CPIC Blog May 2019
If you were asking anyone about the decisions they make then most people may say that they don’t or more often rarely say they are in a position to make decisions. Yet we judge the performance of many people on the basis on the way we think they make decisions. To complicate matters somewhat we base the training and educating people in such a way as to place them in a position where they make good decisions. So, lets examine this in more detail. What is a decision? In the most basic of terms it is the way we connect the available evidence to a choice. It is a process that is at once cognitive and rational. It will also be strongly influenced by experience. If we were stick our hand into a flame we know its hot and risk being burned, we might only have to do it once to know that if faced with that situation a second time we will have the cognitive processes through what we call memory to know not to do it again.
If we rely upon others to make decisions for us, as we might if we are in a position to become reliant upon a professional carer to make decisions for us we are placing our trust in them to reduce risk to a point where we can ensure safety. Carers are therefore trained to make decision that have outcomes for others who may not be a position to care for themselves to ensure they are safe and their personal needs are taken care of. The problem however lies in two critical areas – that of how we assess and give prominence to the available evidence and our memory of past events that tell us there is one correct choice to make. During world war two, crews of bombers were highly trained to deliver their payloads to pre-determined targets, yet analysis of the results clearly demonstrated that effectiveness was limited – when human decision-making and interpretation of available evidence was examined the actual strike rate of bombs finding their intended targets was extremely low. The solution was to examine the ‘rational’ evidence available and then redesign the delivery process based upon a sequence of known inter-dependencies. This could be drafting into a sequence pictorially known as a flow diagram, linking one dependency against the next. The result was a process that came to be known as ‘critical path analysis or CPA. Each stage in the sequence outlined the ‘available evidence in such a way as the human interpretation of such evidence was offered as a given – indeed the results from the application of CPA did increase the strike rate of bombs finding their targets – the lesson here is that for the operator the memory involved in the process is inherent in the prescribed sequence, all the operator has to know is the sequence of stages and the inter-relation of evidence to make decisions and improve performance.
Now we might think we are pointing in the right direction, if we wish to improve the way that care is delivered to an individual all we need to do have a known set of inter dependencies made clear and remove the interpretation of evidence from the carer then we can ensure that a person requiring care is well served and satisfied. Here at the CPIC we are becoming increasingly concerned with this assumption that there is a best way, one that might be described as ‘best in class’ that will continually deliver the best for those for whom we deliver care.

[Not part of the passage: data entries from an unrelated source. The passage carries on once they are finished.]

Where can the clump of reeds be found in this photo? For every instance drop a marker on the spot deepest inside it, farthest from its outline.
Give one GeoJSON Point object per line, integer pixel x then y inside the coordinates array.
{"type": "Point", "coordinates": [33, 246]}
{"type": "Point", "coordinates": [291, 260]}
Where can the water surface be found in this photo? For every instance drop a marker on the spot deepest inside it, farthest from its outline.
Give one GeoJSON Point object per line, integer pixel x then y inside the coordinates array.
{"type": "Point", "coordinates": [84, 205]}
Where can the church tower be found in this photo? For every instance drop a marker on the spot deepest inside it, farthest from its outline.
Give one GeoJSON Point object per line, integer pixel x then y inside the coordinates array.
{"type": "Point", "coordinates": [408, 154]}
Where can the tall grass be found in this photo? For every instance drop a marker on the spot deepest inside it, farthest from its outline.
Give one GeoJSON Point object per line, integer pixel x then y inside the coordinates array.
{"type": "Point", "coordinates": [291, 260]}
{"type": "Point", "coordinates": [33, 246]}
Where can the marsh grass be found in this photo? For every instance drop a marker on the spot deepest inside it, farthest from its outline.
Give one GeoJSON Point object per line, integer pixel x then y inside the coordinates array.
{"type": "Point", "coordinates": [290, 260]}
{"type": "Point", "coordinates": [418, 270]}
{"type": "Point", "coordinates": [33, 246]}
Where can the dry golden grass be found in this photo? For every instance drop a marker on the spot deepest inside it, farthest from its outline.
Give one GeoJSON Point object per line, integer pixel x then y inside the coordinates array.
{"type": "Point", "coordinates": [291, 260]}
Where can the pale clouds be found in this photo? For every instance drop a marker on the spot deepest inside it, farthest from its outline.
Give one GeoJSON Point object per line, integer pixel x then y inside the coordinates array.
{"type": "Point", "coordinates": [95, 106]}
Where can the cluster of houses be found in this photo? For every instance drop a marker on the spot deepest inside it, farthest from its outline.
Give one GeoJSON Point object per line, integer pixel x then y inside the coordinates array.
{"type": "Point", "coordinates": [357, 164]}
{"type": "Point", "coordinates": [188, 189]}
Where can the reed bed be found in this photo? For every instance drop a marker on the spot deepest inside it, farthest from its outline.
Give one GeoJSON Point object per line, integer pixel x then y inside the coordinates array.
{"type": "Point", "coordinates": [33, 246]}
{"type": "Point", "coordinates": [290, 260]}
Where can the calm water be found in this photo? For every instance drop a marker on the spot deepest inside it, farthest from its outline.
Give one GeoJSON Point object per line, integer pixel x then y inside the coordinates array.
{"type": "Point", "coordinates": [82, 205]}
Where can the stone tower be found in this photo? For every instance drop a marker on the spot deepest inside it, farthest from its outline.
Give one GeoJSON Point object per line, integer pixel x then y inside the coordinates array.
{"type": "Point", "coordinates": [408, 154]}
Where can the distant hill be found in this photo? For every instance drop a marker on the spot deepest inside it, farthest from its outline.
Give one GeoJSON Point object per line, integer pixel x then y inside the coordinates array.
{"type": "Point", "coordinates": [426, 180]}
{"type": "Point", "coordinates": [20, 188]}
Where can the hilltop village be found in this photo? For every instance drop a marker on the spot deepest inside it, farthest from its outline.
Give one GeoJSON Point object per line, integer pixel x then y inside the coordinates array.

We have to go back and explore what we do when we connect thinking with doing. The most basic rational approach is clearly attractive, it is based upon past and known ways of doing things and assumes a form of standardisation of available evidence. Yet we if we apply this to larger scale data sources we know that we still have failures in the way that care is delivered even if we have contrary evidence that in lost cases the best result will be attained if we apply known solutions to problems. The risk we run if we do is multiplied by the fact that we can have multiple and conflicting data sources and a memory or cognitive process that is corrupted.
We are concerned with innovation and change, our basis is that even when CPA was applied there were many missed targets even though as a process it delivered better results than before but in a world in care were miss-application of systems has a profound impact upon peoples lives we must strive to re-examine and rethink decision making. To train in the best way known clearly makes sense but it will still have problems- we need to find ways to overcome the wrongful interpretation of information and data and challenge the fact that our cognitive processes can play tricks on us and find ways to better connect our thinking with our doing.